Nach Kriegsende 1945 wurde die Tschechoslowakische Republik wiederhergestellt, in den Grenzen aus der Zeit vor dem Münchner Abkommen. Bis auf die Karpatoukraine, welche an die Sowjetunion fiel. Als kommunistischer Satellitenstaat der UdSSR wurde das Land Teil des Ostblocks und Mitglied des Warschauer Paktes, außerdem des Rats für gegenseitige Wirtschaftshilfe.

Der 1948 kommunistisch gewordene Staat musste sich der stalinistischen Politik der Sowjetunion anfügen. Beneš trat zurück, weil er die neue Verfassung von Mai 1948 nicht unterschreiben wollte. Der moskautreue Klement Gottwald wurde Präsident.

Tschechoslowakische Sozialistische Republik (1960–1990)

Durch die Verfassung von 1960 wurde der Staat in die Tschechoslowakische Sozialistische Republik (ČSSR) umbenannt und der kommunistische Führungsanspruch festgeschrieben.

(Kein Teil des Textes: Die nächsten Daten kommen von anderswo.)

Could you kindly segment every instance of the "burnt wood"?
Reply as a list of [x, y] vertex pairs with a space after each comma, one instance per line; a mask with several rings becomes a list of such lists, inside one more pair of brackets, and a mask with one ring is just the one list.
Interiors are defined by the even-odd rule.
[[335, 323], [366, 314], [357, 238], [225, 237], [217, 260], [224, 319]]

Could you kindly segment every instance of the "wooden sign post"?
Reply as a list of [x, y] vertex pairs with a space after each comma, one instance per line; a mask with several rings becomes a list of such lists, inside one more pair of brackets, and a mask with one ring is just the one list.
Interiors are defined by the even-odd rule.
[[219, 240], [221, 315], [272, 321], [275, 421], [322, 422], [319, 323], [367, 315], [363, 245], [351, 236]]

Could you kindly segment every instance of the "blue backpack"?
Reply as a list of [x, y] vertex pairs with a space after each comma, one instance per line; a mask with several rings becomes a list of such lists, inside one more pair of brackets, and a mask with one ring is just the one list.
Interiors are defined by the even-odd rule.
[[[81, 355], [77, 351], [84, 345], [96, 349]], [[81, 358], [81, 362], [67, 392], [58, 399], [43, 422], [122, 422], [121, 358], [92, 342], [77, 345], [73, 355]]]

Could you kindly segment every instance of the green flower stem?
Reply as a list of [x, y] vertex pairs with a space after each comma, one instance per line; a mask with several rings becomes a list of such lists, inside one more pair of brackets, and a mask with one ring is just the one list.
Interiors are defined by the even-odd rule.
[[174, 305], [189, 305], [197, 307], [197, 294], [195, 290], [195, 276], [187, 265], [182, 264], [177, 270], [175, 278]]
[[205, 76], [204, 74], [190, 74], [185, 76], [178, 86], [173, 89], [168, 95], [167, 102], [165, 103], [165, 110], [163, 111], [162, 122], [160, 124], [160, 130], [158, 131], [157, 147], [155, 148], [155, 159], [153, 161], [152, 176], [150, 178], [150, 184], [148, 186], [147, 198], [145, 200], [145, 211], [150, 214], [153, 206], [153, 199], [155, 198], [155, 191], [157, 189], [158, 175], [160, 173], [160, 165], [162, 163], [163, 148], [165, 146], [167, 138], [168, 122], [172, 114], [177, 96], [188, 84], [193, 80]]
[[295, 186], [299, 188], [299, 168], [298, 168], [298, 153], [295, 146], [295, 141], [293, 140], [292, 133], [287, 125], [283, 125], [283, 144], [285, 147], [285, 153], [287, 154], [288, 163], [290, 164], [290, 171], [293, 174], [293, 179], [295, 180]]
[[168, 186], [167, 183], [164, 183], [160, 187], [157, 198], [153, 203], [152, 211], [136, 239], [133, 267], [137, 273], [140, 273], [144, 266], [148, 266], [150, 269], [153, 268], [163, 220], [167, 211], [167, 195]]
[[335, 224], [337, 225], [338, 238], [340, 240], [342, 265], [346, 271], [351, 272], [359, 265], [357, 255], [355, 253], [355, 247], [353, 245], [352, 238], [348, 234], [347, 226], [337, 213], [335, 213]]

1968 kam es unter dem Parteichef der Kommunistischen Partei Alexander Dubček zum Versuch einer „Vermenschlichung“ des kommunistischen Staates. Der Prager Frühling sollte einen „Sozialismus mit menschlichem Antlitz“ schaffen, wurde aber von der Sowjetunion und den anderen kommunistischen Staaten mit Waffengewalt niedergeschlagen. Als einzigen Punkt des allgemein untergegangenen Reformprogrammes konnte die Föderalisierung der ČSSR umgesetzt werden. Diese wurde am 28. Oktober 1968, dem 50. Jahrestag der tschechoslowakischen Unabhängigkeit, ausgerufen. Fortan bildeten zwei Teilrepubliken, die Tschechische Sozialistische Republik und die Slowakische Sozialistische Republik, die ČSSR. Allerdings gab es auch bei dieser Reform von sowjetischer Seite eine starke Einschränkung: Es gab zwar eine slowakische, nicht aber eine tschechische Kommunistische Partei. Für die alles entscheidende Parteilinie blieb weiterhin das Zentralkomitee der KPČ in Prag und dessen Präsidium zuständig.

Die Bevölkerung der Tschechoslowakei verfiel nach der Niederschlagung des „Prager Frühlings“ von 1968 in Resignation. Doch entstand 1977 mit der Charta 77 unter dem Schriftsteller Václav Havel eine mutige Bürgerrechtsbewegung, die seit 1988 zu politischen Aktionen aufrief.

Im November 1989 kam es unter dem Eindruck des Reformprogramms von Michail Gorbatschow in der Sowjetunion zu mehrtägigen Demonstrationen in Prag und anderen Städten. Nach tagelangen Protesten trat die kommunistische Führung zurück. Nach dieser „Samtenen Revolution“, einer verhältnismäßig friedlichen und gewaltlosen Erhebung des Volkes, endete das Regime der Kommunistischen Partei. Anfang Dezember wurde unter dem Reformkommunisten Marián Čalfa eine mehrheitlich nichtkommunistische Regierung gebildet. Ende Dezember wurde der Bürgerrechtler Havel zum Staatspräsidenten gewählt. Im Juni 1990 fanden die ersten freien Parlamentswahlen seit 1945 statt. Es siegte das Bürgerforum und die slowakische Öffentlichkeit gegen Gewalt, die zusammen die Regierung bildeten.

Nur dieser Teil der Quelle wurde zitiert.